So I’ve been avoiding like the plague any references to the Presidential election on this blog. “Plague” seems an apt word to describe everything that’s been going on, doesn’t it? Thankfully, my readers don’t come here for that stuff. Also, my readers comprise a diversity of political views and I respect that. Honestly, the whole election process goes on far too long in my opinion. This shit needs to be shortened by at least seven months. I’ve reached the point where I just want this purgatory to end. Tomorrow, mercifully, is the day.
But rather than evade the subject entirely – as I am a voting, tax-paying American citizen after all – I’ll just say that my cynicism and disdain for political personalities, and the whole unethical, dirty business of it, runs deep. Not that I wish ill will on anyone, mind you. But I’m starting to believe that there is something inherently wired in the character of people who devote themselves to pursuing power and high political office. That trait – a certain brand of ambition – is something that I approach warily. Maybe I’ve just read “Macbeth” too many times. It’s one of my top three favorite Shakespeare plays. This whole election season brings to mind a quote from Act I: “And oftentimes, to win us to our harm, the instruments of darkness tell us truths, win us with honest trifles, to betray’s in deepest consequence.” Where is Banquo when we need him?
While today may be the Monday before Election Day, it’s still Music Monday here on Museworthy. And I think we could all use a reminder that America has produced cultural figures of sublime quality, talents, and inspiration. Politicians should take note.
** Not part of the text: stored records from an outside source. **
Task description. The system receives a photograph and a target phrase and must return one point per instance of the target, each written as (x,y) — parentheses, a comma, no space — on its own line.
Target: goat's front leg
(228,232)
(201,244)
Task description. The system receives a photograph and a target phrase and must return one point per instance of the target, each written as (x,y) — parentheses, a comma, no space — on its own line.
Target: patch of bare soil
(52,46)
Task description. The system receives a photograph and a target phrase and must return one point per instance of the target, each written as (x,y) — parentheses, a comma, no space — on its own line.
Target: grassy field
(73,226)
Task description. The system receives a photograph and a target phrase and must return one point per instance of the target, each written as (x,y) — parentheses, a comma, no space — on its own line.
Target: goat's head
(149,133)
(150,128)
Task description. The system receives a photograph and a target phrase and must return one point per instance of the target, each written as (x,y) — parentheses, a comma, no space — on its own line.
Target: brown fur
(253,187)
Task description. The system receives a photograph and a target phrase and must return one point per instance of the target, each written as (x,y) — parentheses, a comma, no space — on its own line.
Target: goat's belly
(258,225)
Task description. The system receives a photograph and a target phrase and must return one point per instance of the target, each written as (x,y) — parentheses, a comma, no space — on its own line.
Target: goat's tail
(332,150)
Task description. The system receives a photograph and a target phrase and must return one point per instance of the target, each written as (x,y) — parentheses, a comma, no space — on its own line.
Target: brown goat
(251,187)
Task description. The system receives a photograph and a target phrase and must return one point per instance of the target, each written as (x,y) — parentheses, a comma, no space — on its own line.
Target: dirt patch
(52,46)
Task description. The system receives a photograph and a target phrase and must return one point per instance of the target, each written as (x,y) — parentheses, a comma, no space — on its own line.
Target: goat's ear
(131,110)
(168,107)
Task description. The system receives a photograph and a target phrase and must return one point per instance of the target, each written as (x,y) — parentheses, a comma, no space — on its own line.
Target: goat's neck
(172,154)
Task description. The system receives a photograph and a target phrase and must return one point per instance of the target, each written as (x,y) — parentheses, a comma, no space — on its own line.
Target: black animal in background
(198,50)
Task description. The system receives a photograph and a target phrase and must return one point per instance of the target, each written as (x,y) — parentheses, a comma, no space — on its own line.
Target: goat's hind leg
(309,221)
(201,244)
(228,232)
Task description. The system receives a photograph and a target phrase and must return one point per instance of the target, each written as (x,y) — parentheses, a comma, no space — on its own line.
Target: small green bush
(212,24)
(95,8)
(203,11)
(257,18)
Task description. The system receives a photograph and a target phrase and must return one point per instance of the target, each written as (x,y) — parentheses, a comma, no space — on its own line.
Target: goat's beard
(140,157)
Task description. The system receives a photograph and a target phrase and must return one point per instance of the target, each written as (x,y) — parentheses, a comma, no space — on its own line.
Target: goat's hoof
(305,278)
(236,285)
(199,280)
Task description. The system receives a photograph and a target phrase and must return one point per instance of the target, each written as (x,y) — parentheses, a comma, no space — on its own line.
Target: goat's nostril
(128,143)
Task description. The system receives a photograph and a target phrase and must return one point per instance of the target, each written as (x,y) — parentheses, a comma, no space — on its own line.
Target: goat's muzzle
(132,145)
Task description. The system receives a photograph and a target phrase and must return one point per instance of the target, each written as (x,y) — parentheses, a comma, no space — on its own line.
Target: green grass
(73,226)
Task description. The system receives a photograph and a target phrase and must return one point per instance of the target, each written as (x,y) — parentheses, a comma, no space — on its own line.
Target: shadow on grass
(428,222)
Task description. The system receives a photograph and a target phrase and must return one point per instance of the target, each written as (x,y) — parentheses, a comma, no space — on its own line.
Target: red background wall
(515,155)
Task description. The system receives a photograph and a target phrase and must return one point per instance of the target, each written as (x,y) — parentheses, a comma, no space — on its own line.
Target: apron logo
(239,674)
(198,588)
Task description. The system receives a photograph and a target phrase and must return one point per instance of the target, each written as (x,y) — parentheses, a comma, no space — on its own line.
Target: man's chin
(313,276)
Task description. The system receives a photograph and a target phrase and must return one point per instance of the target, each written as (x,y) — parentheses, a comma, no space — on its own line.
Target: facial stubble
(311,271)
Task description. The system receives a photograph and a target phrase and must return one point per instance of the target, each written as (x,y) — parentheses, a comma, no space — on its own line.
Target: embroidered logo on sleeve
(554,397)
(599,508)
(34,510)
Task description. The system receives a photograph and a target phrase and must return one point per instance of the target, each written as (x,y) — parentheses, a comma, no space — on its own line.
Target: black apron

In what I think is one of the finest jazz musician portraits I’ve ever seen, this is Louis Armstrong in 1956, photographed by the great Bob Willoughby. Look at that smile. The smile of a man who never forgot where he came from; born into poverty in New Orleans, son of a prostitute, grandson of slaves, sent to the Colored Waif’s Home for Boys when he was 11 years old. Grew up to become a virtuoso musician and the most innovative, influential trumpeter in music history. Enjoy the track below. I hope it dances through your head as you go to the polls tomorrow 🙂
“He was born poor, died rich, and never hurt anyone along the way.”